KINGFISHER: shy jewel of the riverbank
AS dazzling and beautiful as a precious stone, the kingfisher gladdens the eye like few other birds as it goes about its hunt.
In overcast conditions, its distinctive blue and orange plumage seems to glow with a strange kind of light as it darts around a stream or river.
This voracious fish eater is one of our most visually stunning birds with its unusual, almost exotic, appearance enhanced by a beak which makes up a quarter of its 16cms length.
British kingfishers are actually only one strain of what is generally a tropical species, with other kingfishers located from Africa to New Guinea. For such a glamorous bird, the kingfisher's nesting arrangements are surprisingly un-glamorous.
Like a supermodel with disgusting habits, it is without doubt one of the messiest home-makers of the bird world.
In a deep hole, hollowed out of a steep bank, the female will lay up to seven white, roundish eggs.
When the eggs hatch, the nest quickly becomes littered with stinking fish remains and droppings.
The smell carries, which is probably why the kingfisher is wise enough to make the nest site as inaccessible to predators as possible.
So filthy can the nest become that kingfishers often have to start the day with a refreshing dip to clean feathers that have become soiled.
Fish are the only food on its menu, any that can be speared by that beak and quickly subdued long enough to be eaten.
Kingfishers fly into water at speed, closing their eyes before they hit the surface and hoping their initial calculations about the fish's position were correct.
If they are, they will quickly regain their perch and batter their unfortunate prey into submission before swallowing it head-first.
I last glimpsed a kingfisher about a year ago, hunting along a quiet stretch of a local river.
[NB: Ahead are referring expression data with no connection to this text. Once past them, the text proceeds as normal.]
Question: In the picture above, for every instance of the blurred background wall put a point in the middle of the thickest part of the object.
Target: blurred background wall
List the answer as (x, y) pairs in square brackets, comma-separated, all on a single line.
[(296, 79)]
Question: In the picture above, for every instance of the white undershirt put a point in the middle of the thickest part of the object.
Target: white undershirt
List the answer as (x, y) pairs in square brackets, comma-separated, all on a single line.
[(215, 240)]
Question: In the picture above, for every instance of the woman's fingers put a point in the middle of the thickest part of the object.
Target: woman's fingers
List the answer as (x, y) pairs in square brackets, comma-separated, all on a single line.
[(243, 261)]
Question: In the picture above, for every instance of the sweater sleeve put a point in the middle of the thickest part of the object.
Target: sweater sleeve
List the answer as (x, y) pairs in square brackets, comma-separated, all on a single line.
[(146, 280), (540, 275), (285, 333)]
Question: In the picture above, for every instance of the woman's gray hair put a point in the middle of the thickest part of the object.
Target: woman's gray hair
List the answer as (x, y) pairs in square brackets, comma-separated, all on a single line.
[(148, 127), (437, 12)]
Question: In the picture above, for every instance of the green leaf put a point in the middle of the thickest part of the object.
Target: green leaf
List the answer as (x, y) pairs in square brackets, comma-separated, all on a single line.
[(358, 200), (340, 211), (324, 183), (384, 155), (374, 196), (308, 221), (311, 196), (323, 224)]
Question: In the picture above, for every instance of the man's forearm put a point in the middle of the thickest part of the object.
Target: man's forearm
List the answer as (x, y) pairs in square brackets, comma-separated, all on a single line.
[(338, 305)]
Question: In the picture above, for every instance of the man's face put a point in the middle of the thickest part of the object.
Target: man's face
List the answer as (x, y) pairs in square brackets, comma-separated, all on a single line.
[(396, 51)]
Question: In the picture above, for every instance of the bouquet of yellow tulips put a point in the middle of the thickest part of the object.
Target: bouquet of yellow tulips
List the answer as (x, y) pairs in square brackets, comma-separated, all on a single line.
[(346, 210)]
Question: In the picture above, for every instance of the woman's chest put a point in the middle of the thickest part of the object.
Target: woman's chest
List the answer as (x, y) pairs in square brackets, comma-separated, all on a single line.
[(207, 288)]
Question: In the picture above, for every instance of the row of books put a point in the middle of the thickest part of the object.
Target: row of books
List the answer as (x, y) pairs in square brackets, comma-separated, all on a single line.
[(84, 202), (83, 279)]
It was quite a dark, drizzly day but the kingfisher's appearance was electrifying, like seeing a small blue lamp fluttering above the water. Because kingfishers have such a restricted diet, they are especially vulnerable to starvation during harsh winter months when lakes and streams ice over.
Pollution is another threat as it kills off their food source and they constantly have to fly elsewhere to survive.
In 1998, a study of 100 wetland wildlife sites found that the majority were suffering from 'eutrophication' - an over-enriched state where all water life is slowly suffocated, due to pollution.
An English Nature spokesman concluded that if nothing was done "we may have to forgo our favourite lakeside walks with kingfishers, dragonflies, and water lilies. Instead, we shall be faced with an unattractive algal soup, devoid of wildlife."
Not an appetising scenario - especially for the kingfisher.